2. Eschew the totally evil antagonist (except, possibly, in some horror or monster stories).

2. Eschew the totally evil antagonist (except, possibly, in some horror or monster stories).

Pure evil is dull, unbelievable and predictable. Readers cannot relate to it. Sometimes evil characters devolve into cartoons and become jokes, thus killing suspense or tension. Other times they’re boring: Yeah, yeah, the serial killer who tortured small animals as a child and is now stalking women that remind him of his mother  yawn. One way to prevent a truly dark character from becoming a caricature is to make her a viewpoint character—because no character is the embodiment of evil in her own mind. No one is the villain in his own story. George R.R. Martin did this effectively in his A Song of Ice and Fire series. In its first book, A Game of Thrones, Jaime and Cersei Lannister, the incestuous brother and sister, seem to be evil personified, the characters readers love to hate. In subsequent books, however, they become viewpoint characters, making it difficult not to empathize with them.
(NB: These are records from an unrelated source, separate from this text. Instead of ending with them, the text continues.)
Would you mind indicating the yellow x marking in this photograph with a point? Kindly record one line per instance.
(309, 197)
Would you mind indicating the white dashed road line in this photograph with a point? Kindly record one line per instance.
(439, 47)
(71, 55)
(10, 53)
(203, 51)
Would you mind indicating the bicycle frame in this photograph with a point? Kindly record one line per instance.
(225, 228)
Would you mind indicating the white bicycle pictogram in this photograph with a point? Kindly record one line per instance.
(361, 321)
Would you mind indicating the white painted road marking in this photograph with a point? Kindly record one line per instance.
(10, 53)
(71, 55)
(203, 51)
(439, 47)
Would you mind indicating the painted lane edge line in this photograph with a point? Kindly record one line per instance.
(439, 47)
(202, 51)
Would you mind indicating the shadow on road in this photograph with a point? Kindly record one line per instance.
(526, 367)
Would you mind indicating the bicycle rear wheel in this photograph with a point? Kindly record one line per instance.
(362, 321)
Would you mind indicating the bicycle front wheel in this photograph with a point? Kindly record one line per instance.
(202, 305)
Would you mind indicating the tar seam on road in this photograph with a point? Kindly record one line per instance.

If your book’s structure makes it impossible to show the antagonist’s viewpoint, place one of the viewpoint characters in the antagonist’s position and have him try to understand his perspective. Perhaps your heroine is struggling to find day care for her infant while your villain is looking at nursing homes for his aging father. Or they could both lose something dear to them, or confront job-related problems. It could even be something small: Your protagonist could get stuck in a traffic jam, while your antagonist’s flight is delayed by the weather. The point is to show similarity, humanity and an overlap of feelings and experience between the protagonist and the antagonist. This will enlarge the reader’s perception of the antagonist, even if subconsciously.